# New tortoise blog (just for fun)



## biochemnerd808 (Nov 9, 2012)

I hope it is ok to post this one here. 

I recently started blogging about my tortoises. This has the added advantage that the friends and family who could care less about my torts don't have to listen to me talk about my chelonians... 

http://tortaddiction.blogspot.com/

The most recent post is the story of how I rescued and rehabilitated a terribly malnourished little Russian tort. He weighed 275g and was 14cm (5.5inches) long when I got him. 

The posts before that are about how I got my other torts... I have a few more torts I still need to write about. 

I'd love it if some folks would like to swing by there. I post lots of pics...


----------



## kanalomele (Nov 10, 2012)

I'll stop by for sure!


----------



## l0velesly (Nov 10, 2012)

The story of the rescued Russian tortoise really touched my heart :')


----------



## wellington (Nov 10, 2012)

Great stories. So sad, yet happy. Can't believe though how some people can treat an animal. Thankfully you were there for them


----------



## mattgrizzlybear (Nov 10, 2012)

That story was truly amazing!


----------



## biochemnerd808 (Nov 10, 2012)

Thank you. Norbert's rescue was my hardest rescue so far... Mo and Joe weren't really easy though either. I'll post their stories soon. 



mattgrizzlybear said:


> That story was truly amazing!


----------



## LuckysGirl007 (Nov 13, 2012)

I'm looking forward to stories. Very sad and amazing story. I also learned a lot from it as well.


----------



## biochemnerd808 (Nov 14, 2012)

Aww, thanks! 

I just wrote a new post, with the rescue story of "Mo" and "Joe." Here's the link: http://tortaddiction.blogspot.com/



LuckysGirl007 said:


> I'm looking forward to stories. Very sad and amazing story. I also learned a lot from it as well.


----------



## LuckysGirl007 (Nov 14, 2012)

So nice! It just amazes me that they could be 50 years old! I mean, so many different owners and not a lot of proper care and still kicking at 50! Someone really cared for these guys early on in life. The things they must have seen.


----------



## biochemnerd808 (Nov 15, 2012)

Yeah, it would be fun to know more about their history... I know they have had at least 2 different owners before me. 
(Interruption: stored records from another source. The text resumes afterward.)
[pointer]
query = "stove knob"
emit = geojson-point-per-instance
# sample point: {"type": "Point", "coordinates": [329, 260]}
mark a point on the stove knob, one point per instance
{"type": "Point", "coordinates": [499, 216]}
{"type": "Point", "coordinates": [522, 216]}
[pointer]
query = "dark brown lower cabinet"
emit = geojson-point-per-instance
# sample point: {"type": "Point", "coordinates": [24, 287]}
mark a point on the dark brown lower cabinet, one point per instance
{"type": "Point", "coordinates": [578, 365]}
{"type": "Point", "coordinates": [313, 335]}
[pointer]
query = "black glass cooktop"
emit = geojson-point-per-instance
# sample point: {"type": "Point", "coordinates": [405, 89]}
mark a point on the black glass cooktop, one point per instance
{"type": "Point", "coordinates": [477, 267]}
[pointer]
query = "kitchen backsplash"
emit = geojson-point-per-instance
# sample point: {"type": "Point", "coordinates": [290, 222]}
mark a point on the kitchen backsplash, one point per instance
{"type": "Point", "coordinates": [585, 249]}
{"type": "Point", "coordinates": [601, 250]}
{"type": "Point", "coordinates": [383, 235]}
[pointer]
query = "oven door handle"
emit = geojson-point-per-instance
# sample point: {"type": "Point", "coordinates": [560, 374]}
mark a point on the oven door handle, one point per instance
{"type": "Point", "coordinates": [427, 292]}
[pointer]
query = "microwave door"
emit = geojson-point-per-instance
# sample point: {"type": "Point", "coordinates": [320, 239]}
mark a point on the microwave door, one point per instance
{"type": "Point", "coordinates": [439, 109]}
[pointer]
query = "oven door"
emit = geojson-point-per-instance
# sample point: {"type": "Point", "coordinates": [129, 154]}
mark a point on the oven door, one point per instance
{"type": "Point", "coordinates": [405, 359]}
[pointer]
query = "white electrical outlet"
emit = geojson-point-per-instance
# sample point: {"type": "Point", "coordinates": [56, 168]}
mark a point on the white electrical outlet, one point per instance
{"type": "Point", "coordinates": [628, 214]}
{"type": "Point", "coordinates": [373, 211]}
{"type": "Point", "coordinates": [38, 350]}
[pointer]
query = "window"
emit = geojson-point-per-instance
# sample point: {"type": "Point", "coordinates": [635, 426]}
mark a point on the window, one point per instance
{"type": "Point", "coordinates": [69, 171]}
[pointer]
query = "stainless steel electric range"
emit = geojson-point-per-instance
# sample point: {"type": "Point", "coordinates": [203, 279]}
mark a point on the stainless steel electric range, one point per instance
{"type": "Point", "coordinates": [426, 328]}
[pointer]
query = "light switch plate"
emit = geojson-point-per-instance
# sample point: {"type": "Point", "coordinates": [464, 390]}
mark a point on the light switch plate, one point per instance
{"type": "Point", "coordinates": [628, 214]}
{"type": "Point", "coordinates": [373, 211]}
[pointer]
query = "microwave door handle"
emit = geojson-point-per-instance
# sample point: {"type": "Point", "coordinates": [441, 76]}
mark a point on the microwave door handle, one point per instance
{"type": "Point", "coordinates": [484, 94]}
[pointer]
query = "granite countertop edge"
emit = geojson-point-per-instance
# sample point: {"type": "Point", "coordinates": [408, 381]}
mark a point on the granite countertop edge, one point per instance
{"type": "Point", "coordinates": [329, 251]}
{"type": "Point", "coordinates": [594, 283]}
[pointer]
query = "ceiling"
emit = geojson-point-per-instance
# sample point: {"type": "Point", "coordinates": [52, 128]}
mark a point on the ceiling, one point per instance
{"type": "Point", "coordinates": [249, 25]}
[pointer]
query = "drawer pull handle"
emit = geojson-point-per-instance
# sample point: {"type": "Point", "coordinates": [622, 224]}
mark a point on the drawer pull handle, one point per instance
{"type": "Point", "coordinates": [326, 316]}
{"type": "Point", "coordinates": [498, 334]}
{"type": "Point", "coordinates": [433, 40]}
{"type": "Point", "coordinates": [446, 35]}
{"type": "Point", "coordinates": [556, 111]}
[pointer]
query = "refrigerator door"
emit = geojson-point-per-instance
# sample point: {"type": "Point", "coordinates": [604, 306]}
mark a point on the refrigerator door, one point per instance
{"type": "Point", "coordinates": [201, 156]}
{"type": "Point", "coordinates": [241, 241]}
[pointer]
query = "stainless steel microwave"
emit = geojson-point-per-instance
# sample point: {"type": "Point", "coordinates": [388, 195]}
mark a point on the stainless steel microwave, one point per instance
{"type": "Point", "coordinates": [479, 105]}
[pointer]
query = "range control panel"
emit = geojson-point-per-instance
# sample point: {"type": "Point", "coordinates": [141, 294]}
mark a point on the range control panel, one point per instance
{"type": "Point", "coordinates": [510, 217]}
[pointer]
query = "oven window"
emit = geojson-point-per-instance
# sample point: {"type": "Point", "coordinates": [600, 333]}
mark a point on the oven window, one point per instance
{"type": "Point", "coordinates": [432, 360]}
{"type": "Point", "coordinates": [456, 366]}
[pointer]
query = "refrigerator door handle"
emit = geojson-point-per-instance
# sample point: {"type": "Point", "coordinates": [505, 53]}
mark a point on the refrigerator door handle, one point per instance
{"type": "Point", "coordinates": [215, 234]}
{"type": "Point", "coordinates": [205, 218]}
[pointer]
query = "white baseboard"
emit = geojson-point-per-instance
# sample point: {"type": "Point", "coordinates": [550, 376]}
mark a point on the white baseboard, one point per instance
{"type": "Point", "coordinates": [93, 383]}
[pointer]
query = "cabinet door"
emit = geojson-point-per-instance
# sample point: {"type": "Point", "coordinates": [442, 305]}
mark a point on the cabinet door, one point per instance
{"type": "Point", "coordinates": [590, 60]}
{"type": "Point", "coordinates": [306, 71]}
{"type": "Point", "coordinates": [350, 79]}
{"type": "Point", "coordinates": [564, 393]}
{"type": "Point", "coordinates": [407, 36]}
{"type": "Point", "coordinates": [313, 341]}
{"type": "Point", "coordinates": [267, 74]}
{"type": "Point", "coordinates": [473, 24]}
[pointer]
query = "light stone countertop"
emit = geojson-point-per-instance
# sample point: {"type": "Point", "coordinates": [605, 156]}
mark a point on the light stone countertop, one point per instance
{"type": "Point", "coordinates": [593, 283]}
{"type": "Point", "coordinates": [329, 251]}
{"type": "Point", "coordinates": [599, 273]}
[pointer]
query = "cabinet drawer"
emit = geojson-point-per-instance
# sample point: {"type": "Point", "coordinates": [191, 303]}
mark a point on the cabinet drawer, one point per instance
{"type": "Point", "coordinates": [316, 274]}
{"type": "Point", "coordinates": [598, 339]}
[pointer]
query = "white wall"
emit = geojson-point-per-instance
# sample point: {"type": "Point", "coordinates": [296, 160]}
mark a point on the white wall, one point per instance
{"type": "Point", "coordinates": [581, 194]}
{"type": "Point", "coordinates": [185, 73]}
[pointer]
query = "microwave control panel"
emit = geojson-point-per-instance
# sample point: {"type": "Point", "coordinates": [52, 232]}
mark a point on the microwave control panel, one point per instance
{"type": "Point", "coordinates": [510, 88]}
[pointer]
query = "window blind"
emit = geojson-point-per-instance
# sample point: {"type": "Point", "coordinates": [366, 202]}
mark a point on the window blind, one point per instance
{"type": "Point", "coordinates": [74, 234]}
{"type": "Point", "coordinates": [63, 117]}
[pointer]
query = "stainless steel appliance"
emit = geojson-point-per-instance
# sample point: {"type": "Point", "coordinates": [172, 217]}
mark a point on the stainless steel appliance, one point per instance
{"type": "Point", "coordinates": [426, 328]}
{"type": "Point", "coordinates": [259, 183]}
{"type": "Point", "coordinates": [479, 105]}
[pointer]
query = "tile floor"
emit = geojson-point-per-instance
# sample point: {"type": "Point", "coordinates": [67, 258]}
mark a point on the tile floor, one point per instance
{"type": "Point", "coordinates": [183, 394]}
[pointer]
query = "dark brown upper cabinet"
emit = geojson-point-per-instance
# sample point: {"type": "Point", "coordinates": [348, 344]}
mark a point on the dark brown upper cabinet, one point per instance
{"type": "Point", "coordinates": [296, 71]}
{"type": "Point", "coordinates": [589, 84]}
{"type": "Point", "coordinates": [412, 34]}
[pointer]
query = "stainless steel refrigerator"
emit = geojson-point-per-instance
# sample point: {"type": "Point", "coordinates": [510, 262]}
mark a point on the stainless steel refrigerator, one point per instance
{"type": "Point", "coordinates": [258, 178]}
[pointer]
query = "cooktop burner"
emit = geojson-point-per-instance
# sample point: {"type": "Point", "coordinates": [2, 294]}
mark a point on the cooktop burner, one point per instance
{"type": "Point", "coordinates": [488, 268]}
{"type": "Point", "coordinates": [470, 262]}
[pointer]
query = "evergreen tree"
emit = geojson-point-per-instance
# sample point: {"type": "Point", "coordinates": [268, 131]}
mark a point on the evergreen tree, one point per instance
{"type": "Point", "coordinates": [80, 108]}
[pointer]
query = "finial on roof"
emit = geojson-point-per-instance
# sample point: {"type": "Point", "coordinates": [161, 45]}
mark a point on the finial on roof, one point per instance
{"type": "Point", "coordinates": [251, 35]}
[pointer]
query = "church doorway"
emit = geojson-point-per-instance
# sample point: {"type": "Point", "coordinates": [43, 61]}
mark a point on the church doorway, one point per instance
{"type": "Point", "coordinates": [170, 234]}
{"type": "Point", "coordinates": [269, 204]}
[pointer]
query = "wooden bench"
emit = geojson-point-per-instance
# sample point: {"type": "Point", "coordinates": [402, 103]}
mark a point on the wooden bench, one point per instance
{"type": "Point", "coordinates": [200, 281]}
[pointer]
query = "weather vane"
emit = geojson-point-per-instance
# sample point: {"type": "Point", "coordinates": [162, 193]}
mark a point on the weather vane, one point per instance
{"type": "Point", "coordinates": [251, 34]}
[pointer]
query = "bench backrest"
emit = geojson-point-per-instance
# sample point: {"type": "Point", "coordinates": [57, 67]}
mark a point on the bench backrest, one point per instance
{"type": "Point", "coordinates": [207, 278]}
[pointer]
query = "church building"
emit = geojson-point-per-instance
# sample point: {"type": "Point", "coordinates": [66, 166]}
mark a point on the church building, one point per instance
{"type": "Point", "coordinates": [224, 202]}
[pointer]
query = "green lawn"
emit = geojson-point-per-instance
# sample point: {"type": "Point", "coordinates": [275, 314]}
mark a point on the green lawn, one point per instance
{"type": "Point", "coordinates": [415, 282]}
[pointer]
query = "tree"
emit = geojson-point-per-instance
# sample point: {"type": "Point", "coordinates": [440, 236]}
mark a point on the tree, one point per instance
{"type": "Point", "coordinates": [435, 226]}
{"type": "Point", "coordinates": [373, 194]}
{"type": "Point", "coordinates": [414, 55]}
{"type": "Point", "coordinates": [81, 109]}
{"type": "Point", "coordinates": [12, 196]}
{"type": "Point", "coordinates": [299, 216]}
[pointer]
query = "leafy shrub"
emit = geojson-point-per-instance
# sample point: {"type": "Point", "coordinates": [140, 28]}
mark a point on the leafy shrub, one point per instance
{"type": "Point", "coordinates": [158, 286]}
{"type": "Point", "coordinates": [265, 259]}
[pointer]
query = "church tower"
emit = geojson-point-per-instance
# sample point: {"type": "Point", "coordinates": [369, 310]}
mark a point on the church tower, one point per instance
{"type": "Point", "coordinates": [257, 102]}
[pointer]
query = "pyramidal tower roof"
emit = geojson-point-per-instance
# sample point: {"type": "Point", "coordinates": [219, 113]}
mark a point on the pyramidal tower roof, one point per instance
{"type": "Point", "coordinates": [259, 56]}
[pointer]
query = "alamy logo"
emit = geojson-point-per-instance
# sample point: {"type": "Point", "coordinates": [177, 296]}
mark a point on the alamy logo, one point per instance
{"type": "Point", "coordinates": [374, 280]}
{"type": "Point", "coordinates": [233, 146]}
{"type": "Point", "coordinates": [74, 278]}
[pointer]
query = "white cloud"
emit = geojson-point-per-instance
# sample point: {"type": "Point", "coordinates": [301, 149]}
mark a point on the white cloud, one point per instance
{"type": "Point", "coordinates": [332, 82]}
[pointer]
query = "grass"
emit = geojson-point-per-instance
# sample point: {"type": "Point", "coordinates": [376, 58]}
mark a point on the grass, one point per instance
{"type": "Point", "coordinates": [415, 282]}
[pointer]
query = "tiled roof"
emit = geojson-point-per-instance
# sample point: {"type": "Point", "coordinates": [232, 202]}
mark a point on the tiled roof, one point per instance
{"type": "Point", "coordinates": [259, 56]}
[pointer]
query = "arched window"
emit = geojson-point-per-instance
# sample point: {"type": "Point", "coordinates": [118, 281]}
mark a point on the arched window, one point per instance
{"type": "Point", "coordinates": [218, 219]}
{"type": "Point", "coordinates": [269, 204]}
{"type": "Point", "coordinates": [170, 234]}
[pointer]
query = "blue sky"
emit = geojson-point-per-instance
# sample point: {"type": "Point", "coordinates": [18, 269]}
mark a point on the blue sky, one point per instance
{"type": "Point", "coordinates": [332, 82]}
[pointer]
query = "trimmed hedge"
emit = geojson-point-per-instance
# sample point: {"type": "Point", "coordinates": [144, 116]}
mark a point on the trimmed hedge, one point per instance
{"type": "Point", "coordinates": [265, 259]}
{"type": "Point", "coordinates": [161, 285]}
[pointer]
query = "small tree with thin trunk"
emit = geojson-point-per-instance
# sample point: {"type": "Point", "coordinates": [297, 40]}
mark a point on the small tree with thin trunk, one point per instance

I sort of suspect that they were wild-caught at a not-young age. Their shells are so smooth on top, I doubt they would have grown that way here in the NW. Also, Joe has some pretty significant wear on his plastron, where he must have dragged over some pretty rugged terrain for years - again pointing to wild-caught. So most likely, they are still kicking at this age because they cared for themselves, brumated, ate proper food, and basked in REAL sun for most of their life, until someone collected them. 

Either way, fascinating critters... now I just need to find good new parents for Mo! 



LuckysGirl007 said:


> So nice! It just amazes me that they could be 50 years old! I mean, so many different owners and not a lot of proper care and still kicking at 50! Someone really cared for these guys early on in life. The things they must have seen.


----------